I know what I'm doing with that thing when I'm done with it.
I realize that some women are expert pumpers (I bow to you, mamas), but I personally have the hardest time letting down with the breast pump no matter how much "it stimulates the sucking of a small newborn baby."
Sorry. That big plastic cone shaped thing does not a baby mouth make.
But I have something to attend this weekend that sort of requires that I leave the baby home for a couple of hours, so I figured I should probably pump some milk and let my husband try to give her a bottle.
That in itself is anxiety provoking enough since none of my kids have been the best bottle takers, or as I learned, just never good nervous daddy holding the bottle like someone just handed them a gigantic vibrating dildo takers.
Yes, it's as awkward as it sounds.
And worse, he can do absolutely NOTHING else but feed the baby. Or hold the baby. Or hold and feed the baby. Maybe.
Meanwhile, I think I may have just talked myself out of leaving the baby on Saturday.

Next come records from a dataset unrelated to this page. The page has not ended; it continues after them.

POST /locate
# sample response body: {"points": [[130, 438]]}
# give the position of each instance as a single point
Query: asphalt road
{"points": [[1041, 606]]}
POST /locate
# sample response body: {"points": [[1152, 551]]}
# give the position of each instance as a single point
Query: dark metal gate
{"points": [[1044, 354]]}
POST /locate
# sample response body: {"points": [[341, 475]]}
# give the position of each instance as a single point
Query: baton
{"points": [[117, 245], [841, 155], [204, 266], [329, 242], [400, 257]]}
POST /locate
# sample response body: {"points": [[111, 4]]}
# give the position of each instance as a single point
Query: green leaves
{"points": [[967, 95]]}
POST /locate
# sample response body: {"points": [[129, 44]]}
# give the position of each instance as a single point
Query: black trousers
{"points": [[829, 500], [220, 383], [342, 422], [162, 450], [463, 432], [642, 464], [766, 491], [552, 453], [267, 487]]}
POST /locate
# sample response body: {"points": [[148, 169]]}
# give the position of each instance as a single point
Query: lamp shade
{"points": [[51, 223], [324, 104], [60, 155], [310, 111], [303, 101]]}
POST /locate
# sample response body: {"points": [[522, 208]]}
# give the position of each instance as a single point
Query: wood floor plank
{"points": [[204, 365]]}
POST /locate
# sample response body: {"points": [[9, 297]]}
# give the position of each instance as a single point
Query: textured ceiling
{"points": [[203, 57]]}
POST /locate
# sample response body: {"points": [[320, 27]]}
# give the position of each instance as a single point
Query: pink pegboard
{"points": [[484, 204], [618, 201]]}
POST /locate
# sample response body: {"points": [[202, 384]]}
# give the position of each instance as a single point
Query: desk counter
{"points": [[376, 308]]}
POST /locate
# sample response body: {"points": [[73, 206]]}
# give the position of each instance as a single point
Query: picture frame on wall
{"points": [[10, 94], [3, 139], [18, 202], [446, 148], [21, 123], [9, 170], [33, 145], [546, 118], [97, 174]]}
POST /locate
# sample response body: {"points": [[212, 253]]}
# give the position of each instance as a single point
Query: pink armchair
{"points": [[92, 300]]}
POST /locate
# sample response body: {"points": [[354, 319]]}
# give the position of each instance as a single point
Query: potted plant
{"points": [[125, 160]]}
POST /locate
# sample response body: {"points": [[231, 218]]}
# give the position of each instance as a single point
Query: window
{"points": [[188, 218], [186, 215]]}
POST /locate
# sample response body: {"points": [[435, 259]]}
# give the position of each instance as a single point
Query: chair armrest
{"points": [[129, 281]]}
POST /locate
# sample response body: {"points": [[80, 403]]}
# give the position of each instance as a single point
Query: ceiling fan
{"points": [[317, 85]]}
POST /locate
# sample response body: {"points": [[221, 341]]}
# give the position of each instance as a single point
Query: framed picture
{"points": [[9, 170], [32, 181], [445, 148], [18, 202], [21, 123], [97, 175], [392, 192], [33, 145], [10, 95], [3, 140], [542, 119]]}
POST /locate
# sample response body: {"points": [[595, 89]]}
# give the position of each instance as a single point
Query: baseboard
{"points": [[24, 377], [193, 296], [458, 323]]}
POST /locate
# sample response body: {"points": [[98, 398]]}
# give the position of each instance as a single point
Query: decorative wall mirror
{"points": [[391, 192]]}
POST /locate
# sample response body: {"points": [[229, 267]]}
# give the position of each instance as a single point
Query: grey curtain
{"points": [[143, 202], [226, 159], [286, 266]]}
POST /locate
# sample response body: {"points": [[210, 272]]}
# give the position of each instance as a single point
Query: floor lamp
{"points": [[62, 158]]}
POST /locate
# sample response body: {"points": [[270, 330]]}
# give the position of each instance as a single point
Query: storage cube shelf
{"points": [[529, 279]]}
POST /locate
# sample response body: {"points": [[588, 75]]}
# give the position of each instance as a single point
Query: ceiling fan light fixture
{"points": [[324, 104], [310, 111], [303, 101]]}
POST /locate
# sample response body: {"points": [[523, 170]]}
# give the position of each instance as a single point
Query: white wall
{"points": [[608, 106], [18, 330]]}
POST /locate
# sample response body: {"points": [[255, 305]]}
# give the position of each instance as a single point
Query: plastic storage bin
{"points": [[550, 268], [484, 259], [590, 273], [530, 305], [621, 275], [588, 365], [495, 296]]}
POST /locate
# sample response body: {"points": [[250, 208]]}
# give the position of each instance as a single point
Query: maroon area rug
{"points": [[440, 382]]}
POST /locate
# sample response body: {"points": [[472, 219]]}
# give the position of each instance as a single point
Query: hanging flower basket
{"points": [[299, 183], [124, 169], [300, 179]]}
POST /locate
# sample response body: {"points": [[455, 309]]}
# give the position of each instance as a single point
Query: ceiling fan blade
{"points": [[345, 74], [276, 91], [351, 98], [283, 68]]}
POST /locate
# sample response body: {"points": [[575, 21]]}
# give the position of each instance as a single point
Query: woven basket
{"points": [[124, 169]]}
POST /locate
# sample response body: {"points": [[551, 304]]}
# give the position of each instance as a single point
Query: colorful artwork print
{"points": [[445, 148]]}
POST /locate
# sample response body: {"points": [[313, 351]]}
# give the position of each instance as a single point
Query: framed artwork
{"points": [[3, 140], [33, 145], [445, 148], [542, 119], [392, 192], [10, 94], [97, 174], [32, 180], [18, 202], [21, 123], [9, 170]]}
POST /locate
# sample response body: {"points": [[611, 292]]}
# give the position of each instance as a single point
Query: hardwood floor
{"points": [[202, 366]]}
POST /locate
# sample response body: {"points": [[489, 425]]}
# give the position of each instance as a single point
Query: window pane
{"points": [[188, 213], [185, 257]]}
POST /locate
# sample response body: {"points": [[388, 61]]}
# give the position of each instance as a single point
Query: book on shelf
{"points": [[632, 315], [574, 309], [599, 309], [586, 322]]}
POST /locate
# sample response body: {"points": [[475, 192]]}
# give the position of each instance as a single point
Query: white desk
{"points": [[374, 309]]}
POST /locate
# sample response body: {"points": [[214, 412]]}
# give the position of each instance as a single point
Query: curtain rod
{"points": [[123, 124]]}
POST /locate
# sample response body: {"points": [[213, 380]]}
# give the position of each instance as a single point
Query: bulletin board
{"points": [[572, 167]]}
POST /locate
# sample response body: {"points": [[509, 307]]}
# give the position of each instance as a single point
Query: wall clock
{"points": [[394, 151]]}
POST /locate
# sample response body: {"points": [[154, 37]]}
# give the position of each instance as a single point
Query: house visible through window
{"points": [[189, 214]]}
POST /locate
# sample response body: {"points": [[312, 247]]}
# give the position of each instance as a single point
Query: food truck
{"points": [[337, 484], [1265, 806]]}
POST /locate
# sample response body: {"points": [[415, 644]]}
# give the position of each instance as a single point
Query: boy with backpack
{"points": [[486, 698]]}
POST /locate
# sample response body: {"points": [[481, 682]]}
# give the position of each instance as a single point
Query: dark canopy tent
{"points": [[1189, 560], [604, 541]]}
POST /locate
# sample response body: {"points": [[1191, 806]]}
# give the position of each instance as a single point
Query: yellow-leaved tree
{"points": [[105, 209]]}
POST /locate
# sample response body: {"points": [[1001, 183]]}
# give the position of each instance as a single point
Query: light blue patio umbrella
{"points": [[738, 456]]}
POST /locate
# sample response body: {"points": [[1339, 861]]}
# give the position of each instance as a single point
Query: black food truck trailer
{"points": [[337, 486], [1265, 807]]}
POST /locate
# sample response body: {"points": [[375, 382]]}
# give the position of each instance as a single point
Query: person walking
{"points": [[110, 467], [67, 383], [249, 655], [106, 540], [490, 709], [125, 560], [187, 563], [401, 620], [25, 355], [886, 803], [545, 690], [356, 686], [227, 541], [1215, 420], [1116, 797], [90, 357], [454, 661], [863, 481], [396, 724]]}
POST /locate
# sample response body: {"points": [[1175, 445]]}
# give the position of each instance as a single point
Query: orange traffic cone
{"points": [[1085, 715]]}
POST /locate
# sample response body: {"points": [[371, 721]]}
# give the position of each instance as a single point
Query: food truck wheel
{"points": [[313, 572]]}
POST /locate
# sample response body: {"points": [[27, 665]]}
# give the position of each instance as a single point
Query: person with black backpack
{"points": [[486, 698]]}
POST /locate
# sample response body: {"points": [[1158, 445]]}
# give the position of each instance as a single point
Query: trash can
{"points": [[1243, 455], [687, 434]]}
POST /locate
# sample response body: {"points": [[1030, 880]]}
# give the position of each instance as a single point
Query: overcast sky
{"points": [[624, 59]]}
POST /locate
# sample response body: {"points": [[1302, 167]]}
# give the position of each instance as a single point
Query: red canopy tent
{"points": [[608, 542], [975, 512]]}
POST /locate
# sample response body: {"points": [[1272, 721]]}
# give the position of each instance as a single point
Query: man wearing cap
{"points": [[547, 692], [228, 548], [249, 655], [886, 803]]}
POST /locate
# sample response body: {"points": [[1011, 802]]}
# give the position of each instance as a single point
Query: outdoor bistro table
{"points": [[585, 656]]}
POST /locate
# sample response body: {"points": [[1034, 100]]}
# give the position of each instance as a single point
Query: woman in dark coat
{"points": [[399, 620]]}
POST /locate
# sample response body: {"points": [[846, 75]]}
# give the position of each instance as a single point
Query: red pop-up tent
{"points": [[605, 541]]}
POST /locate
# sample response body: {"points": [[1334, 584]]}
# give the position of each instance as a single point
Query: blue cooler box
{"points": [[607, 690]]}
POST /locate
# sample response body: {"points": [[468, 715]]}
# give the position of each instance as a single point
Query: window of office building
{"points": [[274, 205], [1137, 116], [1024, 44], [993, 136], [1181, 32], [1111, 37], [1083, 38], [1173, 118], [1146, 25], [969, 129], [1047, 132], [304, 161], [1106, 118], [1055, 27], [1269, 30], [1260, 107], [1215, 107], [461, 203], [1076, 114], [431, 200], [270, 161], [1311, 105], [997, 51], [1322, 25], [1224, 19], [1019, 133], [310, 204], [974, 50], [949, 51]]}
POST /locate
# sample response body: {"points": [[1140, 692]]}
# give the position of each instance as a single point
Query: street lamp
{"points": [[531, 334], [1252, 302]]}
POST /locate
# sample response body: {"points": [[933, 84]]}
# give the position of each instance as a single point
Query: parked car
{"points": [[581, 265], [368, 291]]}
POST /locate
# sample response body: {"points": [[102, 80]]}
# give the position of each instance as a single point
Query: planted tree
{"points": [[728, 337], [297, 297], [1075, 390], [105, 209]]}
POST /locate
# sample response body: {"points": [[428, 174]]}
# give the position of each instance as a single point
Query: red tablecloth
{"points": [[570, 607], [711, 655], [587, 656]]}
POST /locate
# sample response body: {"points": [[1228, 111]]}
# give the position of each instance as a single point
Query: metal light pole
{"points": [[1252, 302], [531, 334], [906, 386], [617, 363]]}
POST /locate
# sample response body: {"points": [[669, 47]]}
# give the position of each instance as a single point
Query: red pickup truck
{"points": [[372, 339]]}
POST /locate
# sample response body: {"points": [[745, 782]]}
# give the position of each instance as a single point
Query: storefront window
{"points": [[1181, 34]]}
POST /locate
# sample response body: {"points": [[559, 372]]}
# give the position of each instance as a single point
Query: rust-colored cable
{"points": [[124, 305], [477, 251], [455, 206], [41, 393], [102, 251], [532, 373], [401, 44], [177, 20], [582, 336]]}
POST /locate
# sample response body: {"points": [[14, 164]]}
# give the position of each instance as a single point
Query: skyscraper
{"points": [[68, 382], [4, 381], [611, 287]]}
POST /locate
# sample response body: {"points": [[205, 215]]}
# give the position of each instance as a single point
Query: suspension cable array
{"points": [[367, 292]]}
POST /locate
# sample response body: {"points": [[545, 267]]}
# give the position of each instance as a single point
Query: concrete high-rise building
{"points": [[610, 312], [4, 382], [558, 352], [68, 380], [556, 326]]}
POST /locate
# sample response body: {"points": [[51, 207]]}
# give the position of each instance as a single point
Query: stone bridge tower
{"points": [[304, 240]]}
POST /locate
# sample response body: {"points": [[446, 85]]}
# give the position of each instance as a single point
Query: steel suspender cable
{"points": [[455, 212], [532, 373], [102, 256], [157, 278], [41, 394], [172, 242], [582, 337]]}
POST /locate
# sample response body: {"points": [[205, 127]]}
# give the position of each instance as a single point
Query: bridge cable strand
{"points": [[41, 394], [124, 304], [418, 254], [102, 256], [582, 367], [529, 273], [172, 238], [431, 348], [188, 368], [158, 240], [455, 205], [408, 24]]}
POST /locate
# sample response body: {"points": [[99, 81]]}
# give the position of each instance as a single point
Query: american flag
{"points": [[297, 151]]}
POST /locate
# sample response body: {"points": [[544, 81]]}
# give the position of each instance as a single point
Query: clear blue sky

And so, I dug open my new pump, the kids using the horns like kazoos all around me, and started pumping. Or really, what should be called "boob torture device that simulates squeezing water from a rock except not as pleasant."
I even tried nursing Bridget on one side so I could let down on the other.
No such luck. Though I did, for a moment, feel like I was nursing twins.
Five second solidarity, nursing twin mamas.
So as the milk dripped ever so slowly into the bottle, I noticed my son staring at it. And rightfully so - you don't actually see the milk when you're breastfeeding the baby and I imagine if you're used to milk coming out of a cardboard container in the fridge, well, it's pretty weird.
He looked at me. Then my boob. Then at me again,
"I can't believe boobs can do that!!!"
If only to be a fly on the wall at my son's school tomorrow.